Na leitura mais crítica ao pré-candidato do PSD, a anistia alcançaria condenados pelos atos classificados como golpistas e seria enviada ao Congresso já no primeiro dia de governo. Caiado argumenta que a medida retiraria o episódio da agenda nacional: “No momento em que eu promover a anistia, esse assunto sai da pauta e vamos viver um outro momento, de pautas que sejam relevantes para as pessoas”. Questionado se houve tentativa de golpe de Estado, não respondeu diretamente e comparou o debate à anulação das condenações de Luiz Inácio Lula da Silva.

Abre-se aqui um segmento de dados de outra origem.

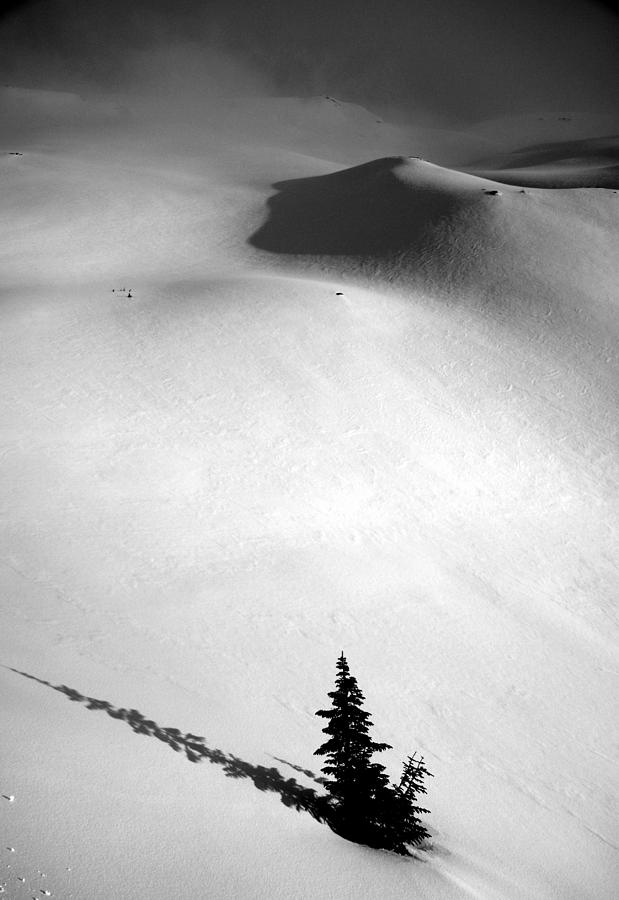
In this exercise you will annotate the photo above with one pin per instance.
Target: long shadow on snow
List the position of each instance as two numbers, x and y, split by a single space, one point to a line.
292 794
365 211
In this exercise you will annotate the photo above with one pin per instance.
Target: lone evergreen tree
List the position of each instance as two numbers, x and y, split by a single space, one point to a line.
355 783
364 806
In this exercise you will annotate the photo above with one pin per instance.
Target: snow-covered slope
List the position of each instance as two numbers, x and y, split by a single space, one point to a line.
386 425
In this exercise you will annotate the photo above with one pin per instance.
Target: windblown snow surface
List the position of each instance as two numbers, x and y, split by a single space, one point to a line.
373 408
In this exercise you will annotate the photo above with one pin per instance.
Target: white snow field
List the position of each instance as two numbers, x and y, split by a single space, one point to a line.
378 414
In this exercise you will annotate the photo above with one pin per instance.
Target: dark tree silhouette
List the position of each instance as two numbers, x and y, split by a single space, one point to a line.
354 782
364 806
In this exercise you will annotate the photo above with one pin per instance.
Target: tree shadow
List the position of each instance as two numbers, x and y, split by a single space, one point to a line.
292 794
364 211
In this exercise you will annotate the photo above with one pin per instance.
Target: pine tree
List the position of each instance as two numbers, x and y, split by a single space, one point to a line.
356 784
411 784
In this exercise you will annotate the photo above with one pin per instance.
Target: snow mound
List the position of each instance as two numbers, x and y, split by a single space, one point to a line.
410 221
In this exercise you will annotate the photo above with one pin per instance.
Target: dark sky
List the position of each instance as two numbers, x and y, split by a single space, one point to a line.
471 58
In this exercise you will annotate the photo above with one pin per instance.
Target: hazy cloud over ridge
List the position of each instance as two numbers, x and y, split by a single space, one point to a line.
474 59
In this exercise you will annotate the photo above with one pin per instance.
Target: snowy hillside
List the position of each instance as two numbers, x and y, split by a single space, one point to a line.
371 408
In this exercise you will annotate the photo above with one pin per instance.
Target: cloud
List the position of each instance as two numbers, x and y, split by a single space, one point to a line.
483 57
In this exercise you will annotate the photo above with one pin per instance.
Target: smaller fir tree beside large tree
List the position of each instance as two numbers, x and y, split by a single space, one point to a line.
364 807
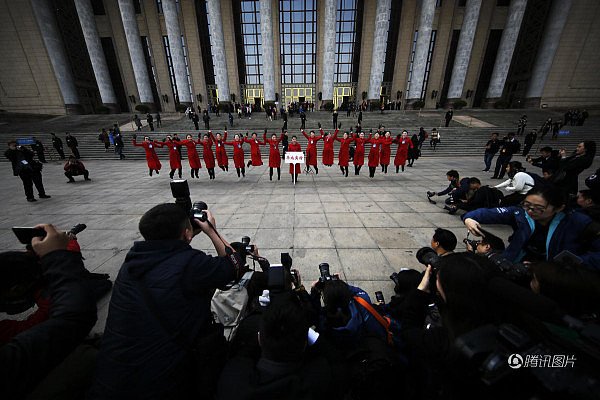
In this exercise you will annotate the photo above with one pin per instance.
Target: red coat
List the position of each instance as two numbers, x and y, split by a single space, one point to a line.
294 147
328 147
311 149
192 153
274 154
207 154
174 159
344 154
359 153
238 153
222 159
374 149
402 152
386 151
255 150
151 157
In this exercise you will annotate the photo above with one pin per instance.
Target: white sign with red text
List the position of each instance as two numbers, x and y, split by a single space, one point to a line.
294 157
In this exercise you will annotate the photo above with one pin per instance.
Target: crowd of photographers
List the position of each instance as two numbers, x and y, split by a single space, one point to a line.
184 324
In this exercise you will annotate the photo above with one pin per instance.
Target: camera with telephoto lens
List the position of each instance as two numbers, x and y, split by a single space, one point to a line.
247 246
428 256
473 243
181 193
325 274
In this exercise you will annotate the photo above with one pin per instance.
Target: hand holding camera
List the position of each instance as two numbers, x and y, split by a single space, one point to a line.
54 240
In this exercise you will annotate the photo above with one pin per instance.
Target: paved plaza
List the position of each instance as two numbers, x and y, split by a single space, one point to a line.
364 228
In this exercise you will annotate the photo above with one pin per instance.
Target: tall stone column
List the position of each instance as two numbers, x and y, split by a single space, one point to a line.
463 49
421 51
58 57
510 34
557 19
268 65
382 22
327 80
218 49
97 59
136 52
176 48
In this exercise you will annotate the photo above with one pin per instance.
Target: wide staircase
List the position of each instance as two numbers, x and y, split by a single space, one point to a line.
457 140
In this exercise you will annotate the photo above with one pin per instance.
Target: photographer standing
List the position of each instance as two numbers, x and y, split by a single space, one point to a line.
159 312
26 168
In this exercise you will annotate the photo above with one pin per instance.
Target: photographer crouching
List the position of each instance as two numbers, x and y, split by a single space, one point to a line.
159 341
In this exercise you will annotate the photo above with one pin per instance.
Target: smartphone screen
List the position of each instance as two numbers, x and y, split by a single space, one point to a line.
25 234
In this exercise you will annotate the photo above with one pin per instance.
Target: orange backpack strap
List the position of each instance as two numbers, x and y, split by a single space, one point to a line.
384 321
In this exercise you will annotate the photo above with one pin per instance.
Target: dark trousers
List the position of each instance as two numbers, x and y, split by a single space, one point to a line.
29 179
75 151
41 156
85 174
501 164
60 152
487 159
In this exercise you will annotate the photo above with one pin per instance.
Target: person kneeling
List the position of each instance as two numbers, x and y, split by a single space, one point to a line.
74 167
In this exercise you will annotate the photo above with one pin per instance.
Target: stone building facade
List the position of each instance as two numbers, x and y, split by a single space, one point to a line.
86 56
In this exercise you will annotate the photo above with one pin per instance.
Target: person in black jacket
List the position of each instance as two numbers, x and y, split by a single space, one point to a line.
57 144
511 146
72 144
38 147
491 148
160 305
530 139
35 352
26 168
582 158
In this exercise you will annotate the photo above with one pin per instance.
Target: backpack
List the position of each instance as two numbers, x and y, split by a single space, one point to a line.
229 306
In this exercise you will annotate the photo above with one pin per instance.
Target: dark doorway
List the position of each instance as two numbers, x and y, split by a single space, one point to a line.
114 72
488 65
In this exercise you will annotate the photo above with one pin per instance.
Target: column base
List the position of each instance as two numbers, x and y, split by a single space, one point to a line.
112 108
151 107
74 109
489 102
532 102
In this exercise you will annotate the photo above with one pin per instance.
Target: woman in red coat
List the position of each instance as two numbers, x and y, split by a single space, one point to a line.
311 150
151 157
344 154
238 154
222 159
359 153
294 146
328 142
193 158
374 149
386 151
403 144
207 155
255 157
274 154
174 158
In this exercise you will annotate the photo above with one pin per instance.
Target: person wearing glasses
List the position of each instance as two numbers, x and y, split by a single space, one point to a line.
542 228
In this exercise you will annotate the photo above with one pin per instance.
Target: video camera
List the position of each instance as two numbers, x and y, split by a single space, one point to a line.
181 193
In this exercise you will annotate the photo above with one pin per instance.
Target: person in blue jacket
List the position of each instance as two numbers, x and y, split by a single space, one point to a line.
542 228
457 189
342 316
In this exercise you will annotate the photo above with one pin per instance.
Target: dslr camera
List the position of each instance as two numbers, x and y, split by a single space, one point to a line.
181 193
325 274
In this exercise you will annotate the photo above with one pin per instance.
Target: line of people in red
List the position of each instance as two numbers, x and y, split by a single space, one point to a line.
379 144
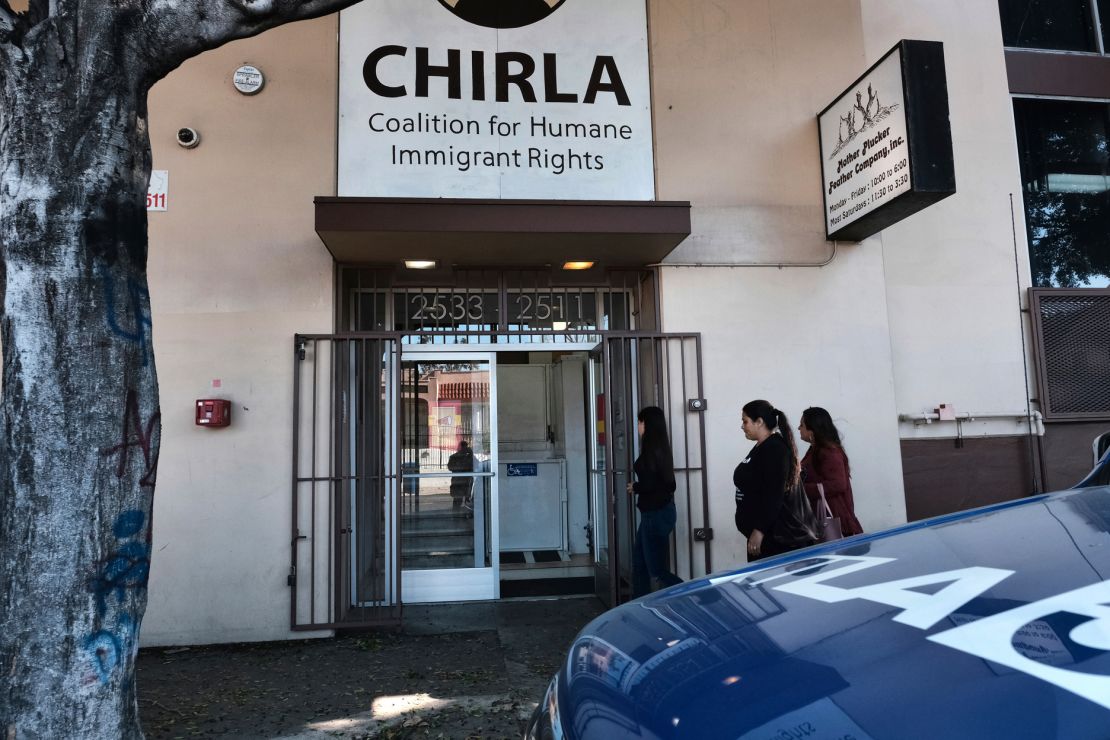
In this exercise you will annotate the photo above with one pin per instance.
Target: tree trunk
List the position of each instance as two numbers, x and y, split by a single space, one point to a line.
80 421
81 427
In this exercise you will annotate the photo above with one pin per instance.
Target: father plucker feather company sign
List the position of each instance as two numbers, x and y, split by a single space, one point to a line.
886 143
528 99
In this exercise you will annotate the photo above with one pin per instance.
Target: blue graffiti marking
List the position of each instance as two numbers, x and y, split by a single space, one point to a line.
129 524
104 649
107 649
125 569
137 312
128 567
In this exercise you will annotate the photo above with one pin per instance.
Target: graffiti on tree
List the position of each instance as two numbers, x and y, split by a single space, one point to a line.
137 434
125 569
130 317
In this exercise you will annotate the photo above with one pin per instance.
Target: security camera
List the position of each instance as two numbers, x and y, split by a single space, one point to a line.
188 138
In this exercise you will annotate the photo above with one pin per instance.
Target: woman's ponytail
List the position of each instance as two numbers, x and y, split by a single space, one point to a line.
784 428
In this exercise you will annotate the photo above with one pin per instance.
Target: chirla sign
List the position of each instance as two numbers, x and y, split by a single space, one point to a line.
886 143
495 99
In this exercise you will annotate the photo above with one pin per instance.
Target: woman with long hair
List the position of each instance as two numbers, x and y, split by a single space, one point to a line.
763 478
827 464
654 489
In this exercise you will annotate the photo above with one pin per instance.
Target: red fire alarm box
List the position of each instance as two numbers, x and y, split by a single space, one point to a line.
213 412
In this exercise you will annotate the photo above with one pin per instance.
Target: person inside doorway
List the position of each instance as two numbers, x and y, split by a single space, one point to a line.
826 463
654 489
461 460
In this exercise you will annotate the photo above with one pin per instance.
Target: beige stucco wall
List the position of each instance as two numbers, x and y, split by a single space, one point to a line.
957 271
235 270
924 313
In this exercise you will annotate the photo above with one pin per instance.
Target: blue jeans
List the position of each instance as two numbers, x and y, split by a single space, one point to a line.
651 553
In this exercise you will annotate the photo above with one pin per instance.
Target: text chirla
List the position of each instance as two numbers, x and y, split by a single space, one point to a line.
511 69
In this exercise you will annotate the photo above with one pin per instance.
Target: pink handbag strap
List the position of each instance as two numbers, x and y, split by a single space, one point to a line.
825 504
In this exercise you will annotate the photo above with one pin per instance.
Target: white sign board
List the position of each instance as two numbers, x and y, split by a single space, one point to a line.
158 191
436 101
865 158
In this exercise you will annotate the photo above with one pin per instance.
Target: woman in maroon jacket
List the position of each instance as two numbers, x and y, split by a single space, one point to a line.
827 464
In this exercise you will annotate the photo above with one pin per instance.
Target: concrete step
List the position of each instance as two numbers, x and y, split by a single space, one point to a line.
436 561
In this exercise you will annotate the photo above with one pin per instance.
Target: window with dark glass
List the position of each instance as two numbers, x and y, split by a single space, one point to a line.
1065 153
1060 24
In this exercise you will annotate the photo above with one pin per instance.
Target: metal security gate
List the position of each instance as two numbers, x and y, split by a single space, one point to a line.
653 370
350 476
344 545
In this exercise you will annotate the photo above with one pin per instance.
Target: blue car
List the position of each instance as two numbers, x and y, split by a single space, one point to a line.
986 624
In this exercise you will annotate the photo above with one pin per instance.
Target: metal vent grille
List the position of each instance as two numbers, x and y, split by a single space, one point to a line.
1071 332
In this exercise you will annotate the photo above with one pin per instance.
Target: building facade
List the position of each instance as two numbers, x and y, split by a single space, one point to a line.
465 431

A cobertura sob a ótica da oposição apresenta a mesma proposta como parte de uma plataforma mais ampla. Nesse enquadramento, a anistia divide espaço com ajuste fiscal, privatizações, revisão da reforma tributária e combate nacional ao crime organizado. Caiado sustenta que “o Brasil não pode continuar gastando mais do que arrecada” e defende maior participação privada onde ela entregar resultados melhores.

As duas perspectivas convergem sobre a ambição do pacote: Caiado pretende chegar ao Planalto com medidas prontas, sem reformas fatiadas. Além da anistia, ele cita mudanças administrativas, políticas, tributárias e previdenciárias, uma legislação antiterrorismo e limites para emendas parlamentares.

A diferença está no foco. De um lado, sobressaem a classificação dos envolvidos como golpistas e a recusa de Caiado em responder se o 8 de Janeiro foi uma tentativa de golpe. De outro, a anistia aparece como uma peça — ainda que controversa — de um projeto baseado em Estado menor, autoridade policial e disciplina fiscal. O desafio do candidato será convencer o eleitor de que apagar o tema da pauta produziria pacificação, e não impunidade.